Por Michell Leonard Duarte de Lima Tolentino, Doutorando em Ciência Política pela Universidade de São Paulo (USP), Professor do Instituto Federal de Educação, Ciência e Tecnologia de Pernambuco. 

 

As eleições gerais ocorridas em 2018 ficaram marcadas pelo seu caráter disruptivo nas mais diversas esferas. Em meio a um contexto de crise econômica generalizada, aumento dos índices de violência urbana, denúncias de corrupção e até mesmo a prisão de Lula, ocorreram as eleições brasileiras para os principais cargos da República. Jair Bolsonaro, até então um deputado federal inexpressivo no jogo político, mas frequente em programas de TV “popularescos”, lança-se candidato. Embora apareça já no período pré-eleitoral como segundo colocado na disputa para Presidente da República, Bolsonaro tem sua candidatura desacreditada por amplos setores, sendo visto como um candidato que “derreteria” rapidamente quando a eleição se iniciasse de fato.

            Contrariando as análises prévias, Bolsonaro ganha força durante o período eleitoral, sobretudo após o episódio do atentado contra sua vida durante ato político em Juiz de Fora - MG. O “teto eleitoral” do candidato, que muitos analistas julgavam ser de 20% dos votos, ultrapassa esse patamar. Em tal contexto, aliados de primeira hora como líderes evangélicos neopentecostais aprofundam seu apoio ao candidato, setores ligados ao agronegócio também, parcela importante dos militares passa a apoiá-lo explicitamente, engrossando o apoio desse setor a campanha de Bolsonaro.

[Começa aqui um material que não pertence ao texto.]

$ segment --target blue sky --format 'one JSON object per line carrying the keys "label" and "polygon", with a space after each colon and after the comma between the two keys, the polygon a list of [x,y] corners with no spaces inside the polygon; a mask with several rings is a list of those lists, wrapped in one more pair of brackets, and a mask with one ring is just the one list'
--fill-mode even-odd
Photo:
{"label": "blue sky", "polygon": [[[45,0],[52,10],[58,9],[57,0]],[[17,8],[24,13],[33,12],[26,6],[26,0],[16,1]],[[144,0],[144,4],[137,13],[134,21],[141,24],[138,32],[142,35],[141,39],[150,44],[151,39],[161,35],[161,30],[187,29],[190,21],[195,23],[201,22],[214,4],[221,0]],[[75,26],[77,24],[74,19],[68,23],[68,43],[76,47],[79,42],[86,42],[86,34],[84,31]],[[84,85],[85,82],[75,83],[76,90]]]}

            Candidatos sem tradição na política institucional passam a apoiar o então candidato a presidente, crescendo junto ao nome de Bolsonaro. No Rio de Janeiro, por exemplo, Wilson Witzel – um ex-juiz federal sem participação na política institucional – é eleito governador. Em Minas Gerais, elege-se Romeu Zema, pelo Partido Novo. Em São Paulo, João Dória chega a ser acusado de traição por abandonar a campanha de presidente de Geraldo Alckmin, do seu partido, o PSDB, em favor do “BolsoDoria”. Para além dos casos referentes aos cargos de governador de estado, candidatos outsiders alinhados a Jair Bolsonaro conseguem votações expressivas em cargos para deputado federal e estadual[1]. Posto como principal alvo das ferozes críticas de Bolsonaro, o Partidos dos Trabalhadores (PT) vê candidatos com grande potencial de vitória “derreterem” durante as eleições[2].

            No que diz respeito ao desempenho por estados e regiões brasileiras, Bolsonaro vence no Sul, Sudeste, Centro-Oeste e Norte.  Nas três primeiras regiões citadas, Bolsonaro atinge patamares acima dos 65%. Em Santa Catarina, Jair Bolsonaro tem seu melhor desempenho, chegando a mais de 75,92%, enquanto Fernando Haddad perfaz apenas 24,08% dos votos naquele estado. Nos três maiores colégios eleitorais – São Paulo, Minas Gerais e Rio de Janeiro – Bolsonaro atinge patamares altos, 67,97%, 58,19%, e 67,95%, respectivamente.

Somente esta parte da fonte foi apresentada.